クインシーは装甲板の角度を調整し、受け流す事に成功するが砲弾勢いで側面の壁に激突しながら高速運送路の下に転がっていく。
何とか機体の切り離しに成功はしたが、このままでは逃げる事も出来ない。
「ナイト腕部、防御壁展開……、アヤ、手を離したら死にますからね」
幸か不幸か、敵との距離は近い。
思い切り走りだすエイジを迎撃装置が銃撃してくるが、腕部装甲を犠牲になんとか敵の前足に飛びつく事が出来た。

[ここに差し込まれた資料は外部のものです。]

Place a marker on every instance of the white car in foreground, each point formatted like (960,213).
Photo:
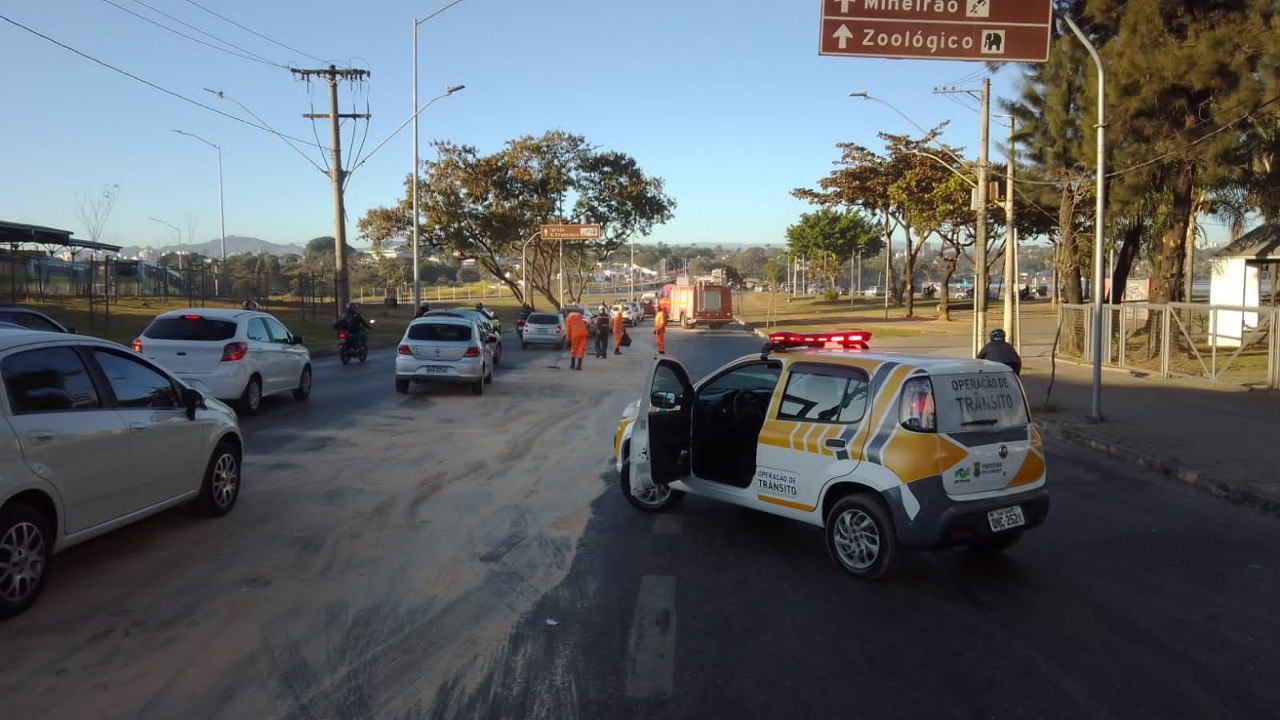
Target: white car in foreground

エイジの頭は混乱しているが、ナインは判断を間違えない。
先ほど撃ってきた砲身に飛びつき、器用に遠心力を利用し砲身の上に立つ。
「敵近接腕部起動、待っていました」
砲身から振り落とそうと腕部に捕まれそうになった所で掴もうとした腕部の上に飛び乗る。
「装甲パージ、重量調整完了」
エイジとアヤは生きた心地がしないがナインには関係ない。
「機銃全弾、迎撃武装に撃ちこみます」
マウントアームに装備したままナインは攻撃し、次の行動に移る。
器用に敵の腕部から上面装甲の上に移動するとエイジの頭もなんとか働いてきた。
「敵が思ったよりガサツで助かった」
「現在、有人操作されたこの歩行戦車は判断にラグを生じさせています、敵ではありません」
「その割にクインシーが犠牲になってた気がするんだが……」
会話しつつ振り落とされないように装甲の間を掴む。
攻撃が通じそうな場所ではあるが機銃を使い切った後では直接パイロットを倒すしかない。
「あれ、カメラかな?」
「だな」
エイジとアヤが二人でピースサインを見せつけると敵の動きが更に大きくなる。
「急造品は欠陥が多いですね、日向もこれを機に新しい武装を増やすでしょう」
「そもそも戦車は随伴する兵士が居ないと弱いからな」
「私達が倒しちゃったもんね」
「ナインのお蔭で私らは安置にいるもんねー、どうしよっか?」
「煽るのはどうでしょうか?」
「いや、どうなんだそれ?」
アヤはニンマリと笑うとカメラに見せつける様にエイジの頬にキスをした。
互いの見た目など気にせず、エイジの頬に硬い感触が残る。
「……」
「なんか反応してよ」
「心拍数上昇、きっとどう反応していいのかわからないんですよ」
「なんなら舌でも入れる?」
「今は戦闘中だ!」
「後ならしてもいいの?」
「……当たり前だこのやろう」
「照れてるー! ベヒモス化してる癖に多分真っ赤だよー」
「煽るのは俺じゃなくて向こうのパイロットだろうが!」
気のせいか振り落とそうとする動きが大きくなっていく。
「おっ?」
「今度は何だ?」
「あれ不味くない」
敵の腕部はトラックの残骸を掴み、こちらに振り下ろしてきた。
「そんな大振りあたんねぇよ」
回避するとそのまま敵の真横にぶら下がった。
流石に側面までは殴れないが、体を壁に寄せる事は出来る。
つまりは上に回避すれば殴られ、このまま横にいればペシャンコという事だ。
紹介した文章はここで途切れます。